Büyük oyun 1945’te başladı:
İkinci Dünya Savaşı sonrası ortaya çıkan Soğuk Savaş’ta Türkiye, Sovyetler’e karşı Batı’nın ileri karakolu görevine getirildi.
Ülke, özellikle de siyaset ve eğitim, bu yeni göreve uygun olarak yeniden düzenlendi. (İsterseniz moda deyimle “dizayn edildi” de diyebilirsiniz.)
Bu yeni düzenleme, feodal yapıyı tasfiye eden bağımsız Türkiye Cumhuriyeti’nin Köy Enstitüleri, Halkevleri gibi bazı kurumlarını ortadan kaldırdı…
Feodal düzeni, yani toprak ağalığını, tarikat ve cemaatleri güçlendirdi…
Cumhuriyeti kuran devrimci partiyi, CHP’yi, onun destekçilerini güçsüzleştirdi…

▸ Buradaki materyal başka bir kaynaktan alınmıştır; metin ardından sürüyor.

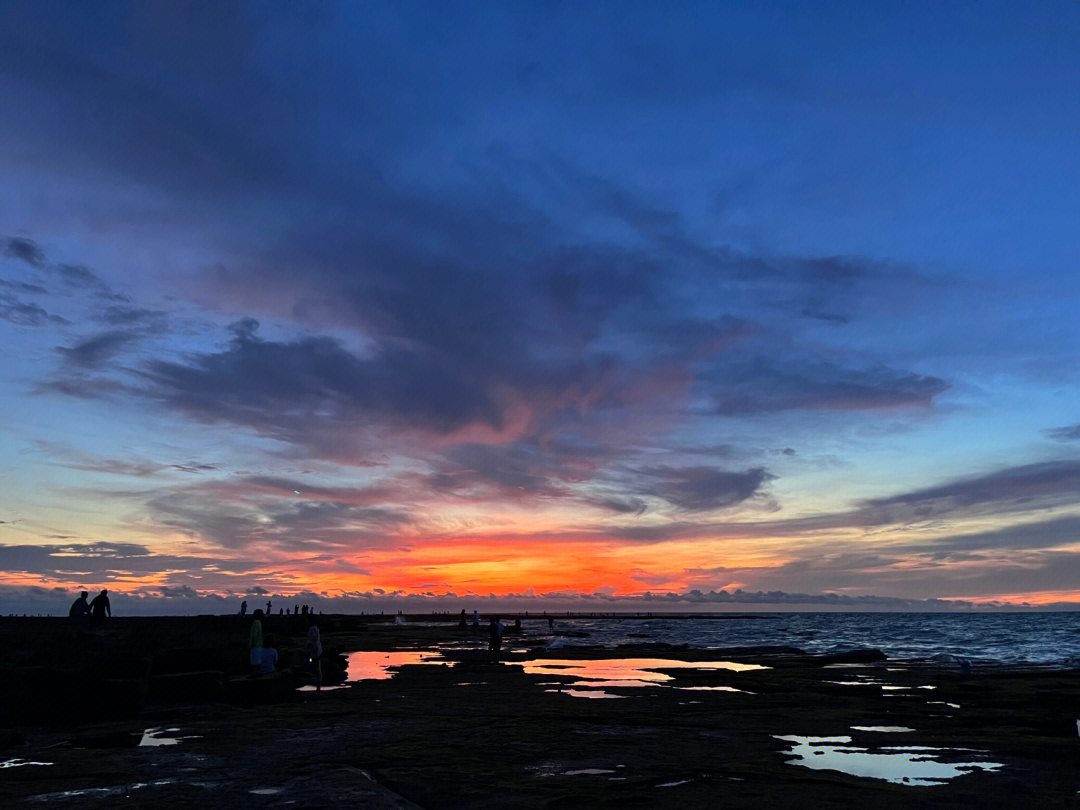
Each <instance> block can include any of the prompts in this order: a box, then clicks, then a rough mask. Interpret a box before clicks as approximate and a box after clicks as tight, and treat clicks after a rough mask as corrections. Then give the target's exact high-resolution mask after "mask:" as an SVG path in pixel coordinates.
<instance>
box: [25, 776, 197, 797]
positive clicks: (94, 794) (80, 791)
mask: <svg viewBox="0 0 1080 810" xmlns="http://www.w3.org/2000/svg"><path fill="white" fill-rule="evenodd" d="M175 781H176V780H174V779H159V780H158V781H156V782H133V783H132V784H130V785H112V786H110V787H84V788H83V789H81V791H58V792H57V793H39V794H38V795H37V796H27V798H26V800H27V801H60V800H65V799H73V798H84V797H85V798H108V797H110V796H126V795H127V794H129V793H131V792H133V791H141V789H143V788H144V787H164V786H165V785H171V784H173V783H174V782H175Z"/></svg>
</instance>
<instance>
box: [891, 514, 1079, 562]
mask: <svg viewBox="0 0 1080 810" xmlns="http://www.w3.org/2000/svg"><path fill="white" fill-rule="evenodd" d="M1078 542H1080V517H1076V516H1067V517H1057V518H1054V519H1050V521H1040V522H1037V523H1022V524H1017V525H1014V526H1007V527H1004V528H1000V529H994V530H991V531H974V532H971V534H968V535H946V536H942V537H936V538H934V539H932V540H928V541H926V542H909V543H904V544H903V545H901V546H895V548H899V549H902V550H903V551H904V552H906V553H913V554H927V555H929V556H931V557H932V558H933V559H937V561H950V559H958V561H962V559H967V558H970V555H971V553H972V552H1000V551H1031V550H1042V549H1058V548H1062V546H1066V545H1076V544H1077V543H1078Z"/></svg>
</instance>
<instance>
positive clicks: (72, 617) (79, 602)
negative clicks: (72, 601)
mask: <svg viewBox="0 0 1080 810" xmlns="http://www.w3.org/2000/svg"><path fill="white" fill-rule="evenodd" d="M87 596H90V591H83V592H82V593H81V594H80V595H79V598H78V599H76V600H75V602H72V603H71V609H70V610H68V616H69V617H70V618H72V619H84V618H85V617H87V616H90V605H87V604H86V597H87Z"/></svg>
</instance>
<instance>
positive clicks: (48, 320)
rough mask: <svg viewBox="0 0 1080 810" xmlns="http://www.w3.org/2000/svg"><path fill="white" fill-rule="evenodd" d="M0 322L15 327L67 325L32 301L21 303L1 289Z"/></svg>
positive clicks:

Bunu yaparken, laik ve demokratik ideoloji yerine dinci ve milliyetçi ideolojileri kullandı…
Bu yeniden düzenleme süreci, Demokrat Parti döneminde tam bir totaliter diktatörlüğe dönüşürken, 27 Mayıs 1960 müdahalesi oldu…
Türkiye 1961 Anayasası ile yeniden demokratik, laik ve sosyal bir hukuk devleti çizgisine oturtuldu.
Ama bireyi devlet karşısında güvenceye alan, temel hak ve özgürlükleri koruyan bu düzen, Türkiye’deki feodal kalıntılar üzerinde siyaset yapan toprak ağalarının, tarikatların, cemaatlerin ve Türkiye’yi dinci ve milliyetçi çizgilerde kolayca yönlendirmek isteyen dış güçlerin hoşuna gitmedi.
İçteki feodal kalıntılarla, dışta Türkiye’yi denetlemek isteyen güçler ittifak ettiler ve özgürlükçü 1961 Anayasası, 12 Mart 1971 askeri darbesi ile sınırlandı, kısıtlandı ve aynen 1945’te olduğu gibi Türkiye’yi yeniden düzenleme süreci bir kez daha başladı.
Özgürlükçü, laik, demokrat güçler, yargı, üniversiteler, sendikalar gibi özerk kuruluşlar ve sivil toplum kuruluşları, bağımsız aydınlar tasfiye edilmeye başlandı.
Aslında bu “yeniden düzenleme” süreci, askeri müdahaleler aracılığıyla siyaseti yeniden biçimlendirirken, asıl yapılanma eğitim alanında başlatıldı:
Bunu da 12 Mart 1971 darbesinin Cumhurbaşkanı olan Cevdet Sunay açıkça ilan etti:
“Ülkenin geleceğini bu solcu gençlere mi bırakacağız, tabii ki geleceğimizi milliyetçi, vatanperver, dindar gençlere emanet edeceğiz” mealindeki sözlerle hem normal liselerdeki dinci eğitimin hem de imam hatip okullarının önünü açtı.
1961 Anayasası’nın demokratik kalıntıları bu “yeniden düzenleme” sürecinde engelleyici olunca…
Bu kez tam tasfiye için 12 Eylül 1980 darbesi devreye girdi.
1980 darbesi sadece siyaseti değil, eğitimi de (zorunlu din dersleri, imam hatiplerin yaygınlaştırılması ve benzer pek çok önlemle) yeni bir ivme ile dinci çizgiye iyice oturttu.
Tabii bu arada Sovyetler’in çöküşü ile başlayan Küreselleşme döneminde, Samuel P. Huntington’un öncülük ettiği uluslararası “kimlik siyaseti” bu “dincileşme” sürecine büyük bir dış destek sağladı.
***
Ülkenin büyük dönüşümü, dinci eğitimle sağlandı.
Hukuk ve Siyasal Bilgiler Fakülteleri imam hatip mezunlarıyla dolduruldu.
Sonuç olarak yargı ve idare, din eğitimi ile yetiştirilen meslek memurlarının denetimine girdi.
***
“Büyük oyun”:
65 yıl önce, 1945’te başladı…
40 yıl önce 1971’de, özellikle eğitimle yeni bir ivme kazandı…
20 yıl önce 1980’de, iyice kurumlaştı.
Bugünkü Türkiye bu “Büyük oyunun” son perdelerinin veya son perdesinin oynandığı bir sahnedir!